西洋古典学の長い伝統をもつ欧米世界では、ある作家の基本情報を得るための、「コンパニオンcompanion」(こなれた日本語にするならば「~入門」「~の手引き」「~事始め」となるだろう)という書籍カテゴリーが存在する。そういった本を開くと、当該作家を研究するためには必ず押さえておくべきいくつかのテーマが見出しとして掲げられており、その各々の論考は、専門家によって分担執筆がなされている。たとえば、Mark Beck ed., A Companion to Plutarch (Malden, 2014)という本があるが、目次をみると、'Plutarch and Rome'、'Plutarch and the Second Sophistic'、'Plutarch and Platonism'などと題された諸論考が並んでおり(その数は全部で42ある)、それらを執筆するのはそのテーマに詳しい複数の専門家だ。とりあえずこれ一冊を読めば、プルータルコスという作家の全体像がわかる仕組みになっているわけだ。
日本ではこの類のコンパニオンが作られることはまずない―欧米に比べ研究の歴史も浅く、専門家の数も少ないので当然だろう―わけだが、先頃、記念すべき例外的書物が出版された。『ホメロス『イリアス』への招待』がそれだ(詳細については下のリンクを参照)。帯には「その[=『イーリアス』の]魅力を余すところなく紹介する最高水準の入門書」と記されており、これはまさに、「『イーリアス』の日本版コンパニオン」と呼ばれるべき一冊なのだ。
18の論考および充実した付録類(+「まえがき」「おわりに」「後記」)から成る、およそ600頁弱(!)のこの本を、いま僕は興奮とともに読み進めているところだが、感想やコメントを短くまとめることは、とてもではないができない。ということで、あくまで「内容紹介」のつもりで、現時点でとくに印象に残った記述をひとつだけ引用しておくにとどめたい。それは、山形直子氏による「ホメロスの英雄像―アキレウスとヘクトル、サルペドン、パトロクロス」(第六章、163~189頁)からのものである。冒頭で「主人公アキッレウスの魅力はどこにあるのか?」という、『イーリアス』を理解するための鍵となる根源的な問いが提示され、それにたいし山形氏は次のように答えているのだ。

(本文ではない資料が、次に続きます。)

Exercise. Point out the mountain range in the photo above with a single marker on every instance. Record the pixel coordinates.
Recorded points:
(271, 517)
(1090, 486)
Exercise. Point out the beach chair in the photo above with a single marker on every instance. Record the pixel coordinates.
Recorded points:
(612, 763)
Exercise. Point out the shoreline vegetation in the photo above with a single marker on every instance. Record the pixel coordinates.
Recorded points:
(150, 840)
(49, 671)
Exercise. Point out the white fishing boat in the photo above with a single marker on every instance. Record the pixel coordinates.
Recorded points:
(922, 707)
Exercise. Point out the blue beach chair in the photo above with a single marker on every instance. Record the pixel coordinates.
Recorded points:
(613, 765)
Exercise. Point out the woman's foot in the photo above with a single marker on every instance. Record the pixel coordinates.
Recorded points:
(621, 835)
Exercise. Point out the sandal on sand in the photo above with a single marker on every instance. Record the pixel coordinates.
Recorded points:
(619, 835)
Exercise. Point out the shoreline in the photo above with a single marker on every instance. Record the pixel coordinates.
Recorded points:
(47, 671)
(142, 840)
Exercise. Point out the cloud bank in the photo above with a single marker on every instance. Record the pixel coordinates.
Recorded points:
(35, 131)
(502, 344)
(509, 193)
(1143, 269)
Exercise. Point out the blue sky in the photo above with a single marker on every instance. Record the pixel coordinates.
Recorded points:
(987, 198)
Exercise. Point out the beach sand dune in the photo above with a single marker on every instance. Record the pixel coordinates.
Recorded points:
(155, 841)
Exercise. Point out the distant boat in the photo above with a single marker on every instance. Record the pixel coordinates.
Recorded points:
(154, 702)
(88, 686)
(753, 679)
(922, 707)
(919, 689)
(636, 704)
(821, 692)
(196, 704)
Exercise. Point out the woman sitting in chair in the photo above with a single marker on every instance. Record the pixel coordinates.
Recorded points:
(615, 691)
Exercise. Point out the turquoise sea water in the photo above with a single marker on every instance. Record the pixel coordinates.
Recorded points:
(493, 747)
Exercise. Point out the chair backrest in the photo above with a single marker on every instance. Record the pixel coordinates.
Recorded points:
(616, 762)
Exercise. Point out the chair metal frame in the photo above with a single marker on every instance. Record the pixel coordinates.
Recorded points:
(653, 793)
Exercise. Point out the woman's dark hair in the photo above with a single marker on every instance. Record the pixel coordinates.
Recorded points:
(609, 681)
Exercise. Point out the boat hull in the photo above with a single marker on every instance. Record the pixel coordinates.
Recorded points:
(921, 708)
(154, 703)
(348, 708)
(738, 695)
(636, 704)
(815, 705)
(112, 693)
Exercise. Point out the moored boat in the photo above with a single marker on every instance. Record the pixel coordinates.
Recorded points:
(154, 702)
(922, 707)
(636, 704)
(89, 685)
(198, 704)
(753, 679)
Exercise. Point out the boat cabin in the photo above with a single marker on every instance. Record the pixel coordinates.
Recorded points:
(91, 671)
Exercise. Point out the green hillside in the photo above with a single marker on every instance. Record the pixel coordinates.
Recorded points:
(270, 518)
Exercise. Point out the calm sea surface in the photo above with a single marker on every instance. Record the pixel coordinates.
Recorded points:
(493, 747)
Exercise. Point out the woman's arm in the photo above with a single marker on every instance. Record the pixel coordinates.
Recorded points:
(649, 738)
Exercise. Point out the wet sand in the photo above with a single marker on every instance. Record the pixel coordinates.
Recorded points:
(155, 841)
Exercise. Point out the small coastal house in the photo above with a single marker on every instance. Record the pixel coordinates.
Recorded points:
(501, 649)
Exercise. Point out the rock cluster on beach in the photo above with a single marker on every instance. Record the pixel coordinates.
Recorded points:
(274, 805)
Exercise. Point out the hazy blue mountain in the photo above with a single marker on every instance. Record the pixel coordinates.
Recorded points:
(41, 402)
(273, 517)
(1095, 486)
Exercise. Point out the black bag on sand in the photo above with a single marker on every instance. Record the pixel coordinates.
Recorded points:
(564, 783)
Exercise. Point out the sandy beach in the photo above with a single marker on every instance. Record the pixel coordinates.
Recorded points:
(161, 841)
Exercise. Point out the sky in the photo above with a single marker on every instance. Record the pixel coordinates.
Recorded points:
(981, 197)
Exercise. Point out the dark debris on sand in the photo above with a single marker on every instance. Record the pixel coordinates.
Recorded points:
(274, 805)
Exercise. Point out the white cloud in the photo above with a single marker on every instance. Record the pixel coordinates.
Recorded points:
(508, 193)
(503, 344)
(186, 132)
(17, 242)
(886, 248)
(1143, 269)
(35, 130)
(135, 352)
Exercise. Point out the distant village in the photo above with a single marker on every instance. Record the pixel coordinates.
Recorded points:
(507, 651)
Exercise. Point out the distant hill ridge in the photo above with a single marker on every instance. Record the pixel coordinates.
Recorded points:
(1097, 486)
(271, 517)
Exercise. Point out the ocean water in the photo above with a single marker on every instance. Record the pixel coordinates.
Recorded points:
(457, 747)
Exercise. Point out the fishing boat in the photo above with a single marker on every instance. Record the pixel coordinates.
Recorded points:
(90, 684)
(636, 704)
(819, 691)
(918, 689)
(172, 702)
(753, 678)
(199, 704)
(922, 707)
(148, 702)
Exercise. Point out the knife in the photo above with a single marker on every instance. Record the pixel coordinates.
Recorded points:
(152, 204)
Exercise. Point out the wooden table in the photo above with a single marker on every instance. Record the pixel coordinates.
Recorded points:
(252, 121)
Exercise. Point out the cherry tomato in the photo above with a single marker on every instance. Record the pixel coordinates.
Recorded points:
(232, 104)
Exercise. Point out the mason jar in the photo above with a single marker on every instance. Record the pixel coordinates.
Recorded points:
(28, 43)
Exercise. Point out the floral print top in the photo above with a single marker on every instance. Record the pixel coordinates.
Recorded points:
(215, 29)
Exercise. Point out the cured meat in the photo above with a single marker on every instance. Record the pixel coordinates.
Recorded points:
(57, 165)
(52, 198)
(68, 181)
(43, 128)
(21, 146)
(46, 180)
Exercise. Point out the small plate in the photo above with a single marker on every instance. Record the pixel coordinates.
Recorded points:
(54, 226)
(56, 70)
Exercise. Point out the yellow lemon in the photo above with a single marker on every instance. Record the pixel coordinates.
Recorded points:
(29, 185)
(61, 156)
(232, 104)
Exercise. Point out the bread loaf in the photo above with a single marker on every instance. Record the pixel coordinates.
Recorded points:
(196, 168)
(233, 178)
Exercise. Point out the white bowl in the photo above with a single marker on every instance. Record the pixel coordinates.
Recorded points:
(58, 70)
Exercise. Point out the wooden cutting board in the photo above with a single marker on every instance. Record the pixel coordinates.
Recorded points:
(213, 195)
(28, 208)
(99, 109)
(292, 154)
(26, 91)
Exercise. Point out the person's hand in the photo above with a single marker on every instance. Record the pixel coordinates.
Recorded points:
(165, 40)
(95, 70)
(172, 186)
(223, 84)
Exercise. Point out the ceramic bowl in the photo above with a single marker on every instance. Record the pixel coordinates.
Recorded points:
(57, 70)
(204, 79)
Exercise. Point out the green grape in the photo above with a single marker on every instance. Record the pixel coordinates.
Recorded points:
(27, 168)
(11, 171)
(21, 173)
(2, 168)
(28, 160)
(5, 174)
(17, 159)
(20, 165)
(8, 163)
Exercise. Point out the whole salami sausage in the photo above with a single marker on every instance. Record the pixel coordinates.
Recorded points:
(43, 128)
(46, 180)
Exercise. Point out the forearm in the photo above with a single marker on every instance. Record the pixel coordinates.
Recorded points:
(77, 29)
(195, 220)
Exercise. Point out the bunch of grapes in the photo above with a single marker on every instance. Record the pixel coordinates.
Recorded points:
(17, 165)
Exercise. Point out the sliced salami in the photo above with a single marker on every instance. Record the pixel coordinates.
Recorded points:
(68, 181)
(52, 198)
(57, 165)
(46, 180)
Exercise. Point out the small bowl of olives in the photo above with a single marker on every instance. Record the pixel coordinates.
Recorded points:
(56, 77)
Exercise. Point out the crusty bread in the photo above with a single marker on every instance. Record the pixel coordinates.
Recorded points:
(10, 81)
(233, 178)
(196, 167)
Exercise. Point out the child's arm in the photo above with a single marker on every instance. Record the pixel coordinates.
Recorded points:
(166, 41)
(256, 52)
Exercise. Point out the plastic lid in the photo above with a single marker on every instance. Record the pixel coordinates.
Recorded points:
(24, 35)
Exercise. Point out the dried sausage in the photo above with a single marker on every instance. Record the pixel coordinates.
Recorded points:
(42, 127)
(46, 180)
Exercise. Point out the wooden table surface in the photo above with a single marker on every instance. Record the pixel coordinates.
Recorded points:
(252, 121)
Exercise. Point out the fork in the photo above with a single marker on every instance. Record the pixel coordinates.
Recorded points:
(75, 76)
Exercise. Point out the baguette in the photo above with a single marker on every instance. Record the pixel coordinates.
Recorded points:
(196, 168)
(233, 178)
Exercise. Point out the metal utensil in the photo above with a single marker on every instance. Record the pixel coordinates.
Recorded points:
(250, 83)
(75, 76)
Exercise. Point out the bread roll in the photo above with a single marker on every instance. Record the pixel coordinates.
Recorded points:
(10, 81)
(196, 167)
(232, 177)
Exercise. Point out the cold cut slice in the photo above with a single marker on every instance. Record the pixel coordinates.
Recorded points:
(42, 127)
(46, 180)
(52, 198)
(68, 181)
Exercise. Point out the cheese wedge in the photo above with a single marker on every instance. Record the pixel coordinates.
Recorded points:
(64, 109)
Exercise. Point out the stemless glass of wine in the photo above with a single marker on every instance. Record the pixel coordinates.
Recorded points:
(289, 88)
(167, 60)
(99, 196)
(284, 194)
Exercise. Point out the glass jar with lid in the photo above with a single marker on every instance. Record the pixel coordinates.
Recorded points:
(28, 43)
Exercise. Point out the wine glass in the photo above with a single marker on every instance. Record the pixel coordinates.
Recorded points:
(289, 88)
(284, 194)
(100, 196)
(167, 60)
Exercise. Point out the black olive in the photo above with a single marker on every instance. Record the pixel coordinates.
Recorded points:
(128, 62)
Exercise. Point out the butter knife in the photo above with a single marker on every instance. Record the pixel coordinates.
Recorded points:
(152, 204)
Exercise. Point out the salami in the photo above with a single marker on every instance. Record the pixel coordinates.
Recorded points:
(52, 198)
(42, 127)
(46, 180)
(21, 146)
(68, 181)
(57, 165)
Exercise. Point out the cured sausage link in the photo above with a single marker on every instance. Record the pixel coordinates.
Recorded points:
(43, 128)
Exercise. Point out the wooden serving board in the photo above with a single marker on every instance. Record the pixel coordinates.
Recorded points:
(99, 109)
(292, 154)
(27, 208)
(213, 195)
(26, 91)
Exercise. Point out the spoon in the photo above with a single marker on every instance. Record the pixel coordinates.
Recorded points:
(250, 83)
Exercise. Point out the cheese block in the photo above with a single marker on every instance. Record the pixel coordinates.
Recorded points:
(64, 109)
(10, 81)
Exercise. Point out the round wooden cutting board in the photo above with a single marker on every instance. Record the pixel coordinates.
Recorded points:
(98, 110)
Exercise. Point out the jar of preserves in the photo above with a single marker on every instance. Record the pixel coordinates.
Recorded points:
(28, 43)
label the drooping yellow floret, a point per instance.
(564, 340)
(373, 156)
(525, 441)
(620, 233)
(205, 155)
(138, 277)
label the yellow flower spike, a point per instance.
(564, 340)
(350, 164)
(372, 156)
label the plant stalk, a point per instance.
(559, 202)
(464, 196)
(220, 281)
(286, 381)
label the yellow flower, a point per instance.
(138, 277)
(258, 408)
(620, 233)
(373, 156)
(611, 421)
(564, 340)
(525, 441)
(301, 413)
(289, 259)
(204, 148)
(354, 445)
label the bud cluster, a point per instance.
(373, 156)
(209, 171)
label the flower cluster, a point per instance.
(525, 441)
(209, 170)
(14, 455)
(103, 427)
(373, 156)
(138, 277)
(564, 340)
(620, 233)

…アキレウスはどうであろうか。弁舌や策略にかけては、本人も認めるように他にもっと優れた者があろうが…、武勇では他に優っていることは言うまでもない…。しかも女神を母に持つために並の人間にはない視点を備えている。中でも、他の英雄たち、例えばパトロクロスやヘクトルには見えていなかった自分の死の運命というものを、母の予言を通じて知っているという違いがある。トロイア戦争に参加したのは、短い人生であることを知って、誉れを挙げ名を残そうというのが究極の目的であった。また、パトロクロスの仇討ちのためにヘクトルを倒すと自らの死に繋がるということを十二分に承知した上で、アキレウスはヘクトルに立ち向かっていく。…それだから、人間の運命を誰よりも意識している。そして、自分の名誉が傷付けられるとなるとその反応も人一倍増幅される。また、ゼウスをはじめ、いつも神々が味方に付いているから、戦場での働きも群を抜いている。一方、愛情も豊かで、友を悼む悲しみも、老いた父を思う気持ちも半端ではない。…アキレウスはおりこうさんの優等生ではないかも知れないが、良くも悪しくも他の追随を許さない、「超英雄」と言えるかも知れない。(188~189頁)
この記述を目にした者は、アキッレウスの特異性を瞬く間に理解することができるであろうし、あるいはこの説明の妥当性を確認するために、『イーリアス』それ自体(原典であれ翻訳であれ)を手にとり、アキッレウスの人物描写に注意を向けながら物語を追いかけていくことになるだろう。いずれにせよ、山形氏の議論は、「コンパニオン中の一章」としての役割を見事に果たしているわけである。
本書は、『イーリアス』にかんして学問的に信頼のおける情報を得たいと思う人のための、最初の一冊になるはずだ。「『イーリアス』のことを詳しく知りたいが何から読めばいいのかわからない」と考えている大学生(もしくは同じことを考える一般読者)はこの本から数多くのことを学べるであろうし、あるいはすでにある程度『イーリアス』のことを知っている専門家が読んだとしても、多くの発見や気づきを得られるはずである。最後になるが、本国の『イーリアス』研究を大きく前進させるための土台を作り上げた執筆者の方々に、心からの敬意を表したいと思う。